Massachusetts Institute of Technology, Cambridge, MA, USA.
Broad Institute of MIT and Harvard, Cambridge, MA, USA.
Nature. 2022 Mar;603(7901):455-463. doi: 10.1038/s41586-022-04506-6. Epub 2022 Mar 9.
Mutations in non-coding regulatory DNA sequences can alter gene expression, organismal phenotype and fitness. Constructing complete fitness landscapes, in which DNA sequences are mapped to fitness, is a long-standing goal in biology, but has remained elusive because it is challenging to generalize reliably to vast sequence spaces. Here we build sequence-to-expression models that capture fitness landscapes and use them to decipher principles of regulatory evolution. Using millions of randomly sampled promoter DNA sequences and their measured expression levels in the yeast Saccharomyces cerevisiae, we learn deep neural network models that generalize with excellent prediction performance, and enable sequence design for expression engineering. Using our models, we study expression divergence under genetic drift and strong-selection weak-mutation regimes to find that regulatory evolution is rapid and subject to diminishing returns epistasis; that conflicting expression objectives in different environments constrain expression adaptation; and that stabilizing selection on gene expression leads to the moderation of regulatory complexity. We present an approach for using such models to detect signatures of selection on expression from natural variation in regulatory sequences and use it to discover an instance of convergent regulatory evolution. We assess mutational robustness, finding that regulatory mutation effect sizes follow a power law, characterize regulatory evolvability, visualize promoter fitness landscapes, discover evolvability archetypes and illustrate the mutational robustness of natural regulatory sequence populations. Our work provides a general framework for designing regulatory sequences and addressing fundamental questions in regulatory evolution.

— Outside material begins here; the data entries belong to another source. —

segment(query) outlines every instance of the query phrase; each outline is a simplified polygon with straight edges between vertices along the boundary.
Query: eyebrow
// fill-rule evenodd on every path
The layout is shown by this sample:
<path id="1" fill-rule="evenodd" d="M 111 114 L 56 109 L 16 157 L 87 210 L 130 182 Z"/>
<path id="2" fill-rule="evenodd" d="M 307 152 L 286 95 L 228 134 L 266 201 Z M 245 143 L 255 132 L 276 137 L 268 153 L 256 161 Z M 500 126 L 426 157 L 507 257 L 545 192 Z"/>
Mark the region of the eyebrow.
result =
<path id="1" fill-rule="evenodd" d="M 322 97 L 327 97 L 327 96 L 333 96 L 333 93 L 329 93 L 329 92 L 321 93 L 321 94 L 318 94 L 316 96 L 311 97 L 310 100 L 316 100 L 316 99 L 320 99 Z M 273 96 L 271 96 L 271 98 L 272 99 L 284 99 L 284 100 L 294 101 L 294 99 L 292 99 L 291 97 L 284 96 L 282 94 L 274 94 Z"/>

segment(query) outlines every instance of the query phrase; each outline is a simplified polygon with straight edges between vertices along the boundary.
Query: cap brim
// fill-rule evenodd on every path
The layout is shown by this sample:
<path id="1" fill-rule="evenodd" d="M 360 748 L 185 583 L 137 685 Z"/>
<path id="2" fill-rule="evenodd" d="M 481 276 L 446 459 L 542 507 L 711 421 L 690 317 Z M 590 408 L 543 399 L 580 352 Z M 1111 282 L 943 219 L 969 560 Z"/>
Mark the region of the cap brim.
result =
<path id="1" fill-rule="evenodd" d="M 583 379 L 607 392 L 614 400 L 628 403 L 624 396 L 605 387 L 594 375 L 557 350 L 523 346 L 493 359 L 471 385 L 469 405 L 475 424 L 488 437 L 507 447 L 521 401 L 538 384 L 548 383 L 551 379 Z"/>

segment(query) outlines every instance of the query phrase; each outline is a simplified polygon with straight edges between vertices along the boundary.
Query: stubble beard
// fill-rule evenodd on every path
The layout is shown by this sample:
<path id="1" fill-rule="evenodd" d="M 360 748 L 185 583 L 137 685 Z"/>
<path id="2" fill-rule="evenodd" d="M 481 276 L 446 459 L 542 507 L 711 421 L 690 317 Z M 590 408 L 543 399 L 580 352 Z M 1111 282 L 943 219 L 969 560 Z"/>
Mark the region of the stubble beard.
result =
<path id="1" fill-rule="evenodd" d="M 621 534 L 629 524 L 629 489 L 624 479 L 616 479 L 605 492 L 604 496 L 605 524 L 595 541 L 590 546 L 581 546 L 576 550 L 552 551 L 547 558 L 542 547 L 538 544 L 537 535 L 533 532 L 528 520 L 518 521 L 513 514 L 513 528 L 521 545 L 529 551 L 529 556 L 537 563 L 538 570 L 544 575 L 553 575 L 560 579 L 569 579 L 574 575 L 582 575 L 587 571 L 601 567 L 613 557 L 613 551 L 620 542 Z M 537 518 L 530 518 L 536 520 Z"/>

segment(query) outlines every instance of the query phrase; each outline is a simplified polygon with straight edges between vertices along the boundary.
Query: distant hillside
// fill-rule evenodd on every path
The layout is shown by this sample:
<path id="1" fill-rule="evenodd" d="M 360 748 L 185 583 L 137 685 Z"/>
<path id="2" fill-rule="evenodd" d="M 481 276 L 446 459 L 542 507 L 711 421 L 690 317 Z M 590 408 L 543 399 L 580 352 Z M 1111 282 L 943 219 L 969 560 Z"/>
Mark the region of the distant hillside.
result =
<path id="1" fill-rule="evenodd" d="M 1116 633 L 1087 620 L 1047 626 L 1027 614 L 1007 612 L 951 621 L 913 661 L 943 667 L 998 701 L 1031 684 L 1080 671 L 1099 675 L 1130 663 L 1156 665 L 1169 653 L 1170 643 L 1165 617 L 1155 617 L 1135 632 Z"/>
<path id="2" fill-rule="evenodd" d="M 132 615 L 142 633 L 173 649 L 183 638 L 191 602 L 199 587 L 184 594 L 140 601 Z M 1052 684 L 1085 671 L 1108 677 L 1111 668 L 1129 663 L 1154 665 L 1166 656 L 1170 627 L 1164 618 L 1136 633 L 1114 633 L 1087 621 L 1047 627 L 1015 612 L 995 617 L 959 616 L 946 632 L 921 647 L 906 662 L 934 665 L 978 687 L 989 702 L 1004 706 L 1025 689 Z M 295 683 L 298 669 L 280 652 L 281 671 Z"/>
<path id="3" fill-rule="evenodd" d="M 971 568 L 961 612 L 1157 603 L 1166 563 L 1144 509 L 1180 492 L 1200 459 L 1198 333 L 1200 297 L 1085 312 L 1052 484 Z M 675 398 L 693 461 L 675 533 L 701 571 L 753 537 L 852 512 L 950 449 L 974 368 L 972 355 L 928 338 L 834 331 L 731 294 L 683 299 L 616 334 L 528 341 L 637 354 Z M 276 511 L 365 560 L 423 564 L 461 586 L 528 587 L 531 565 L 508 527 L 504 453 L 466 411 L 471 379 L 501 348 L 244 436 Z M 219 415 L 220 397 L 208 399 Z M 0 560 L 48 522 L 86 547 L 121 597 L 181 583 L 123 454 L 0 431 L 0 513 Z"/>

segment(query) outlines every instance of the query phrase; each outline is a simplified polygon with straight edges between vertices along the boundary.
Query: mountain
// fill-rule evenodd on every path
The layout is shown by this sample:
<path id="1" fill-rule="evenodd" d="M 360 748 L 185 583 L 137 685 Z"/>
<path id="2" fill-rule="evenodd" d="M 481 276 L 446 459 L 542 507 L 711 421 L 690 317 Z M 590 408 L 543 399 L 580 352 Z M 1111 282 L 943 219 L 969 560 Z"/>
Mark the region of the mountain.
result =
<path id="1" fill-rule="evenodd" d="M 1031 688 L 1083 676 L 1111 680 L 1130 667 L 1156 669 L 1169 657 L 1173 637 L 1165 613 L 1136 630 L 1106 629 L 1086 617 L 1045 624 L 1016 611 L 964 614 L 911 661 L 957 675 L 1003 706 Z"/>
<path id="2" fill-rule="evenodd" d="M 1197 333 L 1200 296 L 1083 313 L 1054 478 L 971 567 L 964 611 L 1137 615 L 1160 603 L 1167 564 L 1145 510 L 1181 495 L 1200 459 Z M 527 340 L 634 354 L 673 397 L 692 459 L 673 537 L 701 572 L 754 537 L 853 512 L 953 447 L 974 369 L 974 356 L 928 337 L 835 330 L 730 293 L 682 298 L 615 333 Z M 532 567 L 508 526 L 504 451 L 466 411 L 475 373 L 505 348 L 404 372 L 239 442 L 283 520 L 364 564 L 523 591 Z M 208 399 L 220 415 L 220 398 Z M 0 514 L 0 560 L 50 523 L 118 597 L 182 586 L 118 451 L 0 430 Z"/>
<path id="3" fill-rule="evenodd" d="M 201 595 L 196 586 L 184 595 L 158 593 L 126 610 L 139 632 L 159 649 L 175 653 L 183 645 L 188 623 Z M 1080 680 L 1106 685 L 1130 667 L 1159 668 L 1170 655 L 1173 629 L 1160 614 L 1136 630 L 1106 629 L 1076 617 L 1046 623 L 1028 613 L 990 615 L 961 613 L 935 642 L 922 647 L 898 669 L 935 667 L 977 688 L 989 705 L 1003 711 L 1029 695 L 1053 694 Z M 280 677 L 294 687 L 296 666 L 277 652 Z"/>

非编码调控 DNA 序列中的突变可以改变基因表达、生物个体表型和适应度。构建完整的适应度景观,即将 DNA 序列映射到适应度,是生物学中长期以来的目标,但由于难以可靠地推广到广阔的序列空间,因此仍然难以实现。在这里,我们构建了可以捕捉适应度景观的序列到表达模型,并利用它们来揭示调控进化的原理。我们使用了数百万个随机采样的启动子 DNA 序列及其在酵母酿酒酵母中的测量表达水平,学习了深度神经网络模型,这些模型具有出色的预测性能,并且可以进行序列设计以进行表达工程。使用我们的模型,我们研究了遗传漂变和强选择弱突变条件下的表达分歧,发现调控进化是快速的,并受到递减回报的上位性限制;不同环境中的表达目标冲突限制了表达适应;以及基因表达的稳定选择导致调节复杂性的缓和。我们提出了一种使用此类模型从调控序列中的自然变异中检测表达选择的方法,并使用它发现了一个趋同调控进化的实例。我们评估了突变稳健性,发现调节突变效应大小遵循幂律,表征了调节可进化性,可视化了启动子适应度景观,发现了可进化原型,并说明了自然调节序列群体的突变稳健性。我们的工作为设计调控序列提供了一个通用框架,并解决了调控进化中的基本问题。